Let's start first by selecting all single-track with two-cluster events. From this we can plot the invariant mass. In the following we will work in the pion hypothesis (considering k2pi as our test case).

In [None]:
# Make the k2pi assumption
k2pi_mass_assignment = {"track1": constants.pion_charged_mass, "cluster1": constants.photon_mass, "cluster2": constants.photon_mass}
plot_invariant_mass_k2pi = partial(plot_invariant_mass, mass_assignment=k2pi_mass_assignment)

In [None]:
ndata, nmc = plot_invariant_mass_k2pi(data, {"k3pi": k3pi, "kmu2": kmu2, "k2pi": k2pi, "kmu3": kmu3, "ke3": ke3}, weights)
print(f"K2pi selection purity: {nmc['k2pi']/sum(nmc.values()):.2%}")

The Data/MC agreement does not look good. The reason is that we use an inconsistent mix of various pre-selections with various efficiencies depending on the sample. We did not even select events with 1 Track and 2 clusters, which means we have really included in the plot random events.
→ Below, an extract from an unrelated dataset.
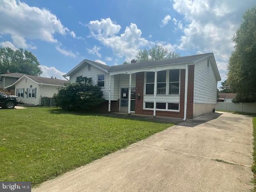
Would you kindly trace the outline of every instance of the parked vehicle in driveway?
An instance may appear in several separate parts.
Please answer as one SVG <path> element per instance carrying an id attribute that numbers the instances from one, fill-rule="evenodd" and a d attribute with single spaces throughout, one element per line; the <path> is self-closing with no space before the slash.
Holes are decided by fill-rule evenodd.
<path id="1" fill-rule="evenodd" d="M 7 95 L 0 92 L 0 107 L 6 109 L 13 109 L 18 105 L 19 98 L 14 95 Z"/>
Furthermore as already mentioned, the pre-selections have a set of similar cuts, but not necessarily at the same values. We will therefore reconcile these cuts to a common value as described earlier. We define hereafter the list of cuts that can be applied to all (1-track & 2 cluster) selections.

In [None]:
# Select the correct topology
cond_1T2C = hlf.make_exists_cut(["track1", "cluster1", "cluster2"], [])

# Distance/position cuts
lkr_dtrack_cluster_cond = partial(hlf.make_lkr_distance_cut, 150, None)
lkr_dclusters_cond = hlf.make_lkr_distance_cut(200, None, "cluster1", "cluster2")
z_vertex_cond = hlf.make_z_vertex_cut(120000, 180000)
cda_cond = hlf.make_cda_cut(None, 25)
neutral_vtx_cond = hlf.make_charged_neutral_vertex_cut(None, 10000, "cluster1", "cluster2", constants.pion_neutral_mass)

# Energy/momentum cuts
cluster_energy_cond = partial(hlf.make_energy_cut, 2000, None)

# PID cuts
rich_e_cond = partial(hlf.make_rich_cut, constants.rich_hypothesis_map["e"])
rich_pi_cond = partial(hlf.make_rich_cut, constants.rich_hypothesis_map["pi"])
rich_mu_cond = partial(hlf.make_rich_cut, constants.rich_hypothesis_map["mu"])
lkr_e_cond = partial(hlf.make_eop_cut, 0.95, 1.05)
lkr_pi_cond = partial(hlf.make_eop_cut, None, 0.9)
lkr_mu_cond = partial(hlf.make_eop_cut, None, 0.2)
muv3_mu_cond = partial(hlf.make_muv3_cut, True, time_window=1.5)
muv3_not_mu_cond = partial(hlf.make_muv3_cut, False, time_window=2.5)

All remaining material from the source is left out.